Home > WCL Journals & Law Reviews > SDLP > Vol. 21 > Iss. 2
Abstract
H&M’s 2019 “Conscious Collection” promotional images juxtapose lush green gardens with a hazy city skyline in the background. The collection, which advertises itself as “[t]he short cut to sustainable choices,” is just one example of many fashion brands’ attempts to capitalize on the increased demand for sustainable products. Each year, the fashion industry consumes approximately ninety-three billion cubic meters of water and produces an estimated ten percent of the world’s carbon emissions. The environmental effects of the fashion industry can be seen in images of the dried up Aral Sea in Uzbekistan and in the dye and chemical filled black rivers of Dhaka, Bangladesh’s garment manufacturing districts.

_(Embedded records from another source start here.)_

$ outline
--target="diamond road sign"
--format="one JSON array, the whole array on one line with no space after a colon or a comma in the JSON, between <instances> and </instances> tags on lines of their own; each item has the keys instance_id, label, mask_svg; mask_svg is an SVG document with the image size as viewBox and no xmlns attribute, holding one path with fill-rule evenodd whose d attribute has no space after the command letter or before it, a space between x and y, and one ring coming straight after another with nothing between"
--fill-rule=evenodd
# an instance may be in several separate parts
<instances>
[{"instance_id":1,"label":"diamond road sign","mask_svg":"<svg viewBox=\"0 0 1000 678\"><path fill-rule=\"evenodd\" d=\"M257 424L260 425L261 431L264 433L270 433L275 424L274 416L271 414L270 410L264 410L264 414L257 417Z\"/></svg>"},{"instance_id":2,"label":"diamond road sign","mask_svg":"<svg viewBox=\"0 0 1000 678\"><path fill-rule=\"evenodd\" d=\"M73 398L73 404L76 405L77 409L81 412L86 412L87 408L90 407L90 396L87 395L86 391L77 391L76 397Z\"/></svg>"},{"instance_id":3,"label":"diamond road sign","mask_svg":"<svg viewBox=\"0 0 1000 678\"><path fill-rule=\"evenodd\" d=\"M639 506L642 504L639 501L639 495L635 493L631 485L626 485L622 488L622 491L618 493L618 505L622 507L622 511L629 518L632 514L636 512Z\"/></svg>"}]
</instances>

Fashion brands should be encouraged to reduce their impact on the environment but there is little oversight over the environmental claims they advertise. The burden of verifying the legitimacy of these environmental claims falls on the consumer. Case in point: in 2019, Norway’s Consumer Authority found that H&M’s sustainability and environmental benefit claims were not sufficiently explained by the brand and were misleading. In the United States, the Federal Trade Commission (“FTC”) occupies an analogous role of taking action against brands that advertise false or misleading claims. However, the closest the FTC has come to addressing greenwashing and unsubstantiated environmental benefit claims in the fashion industry was a series actions against retailers for marketing rayon fiber products as bamboo.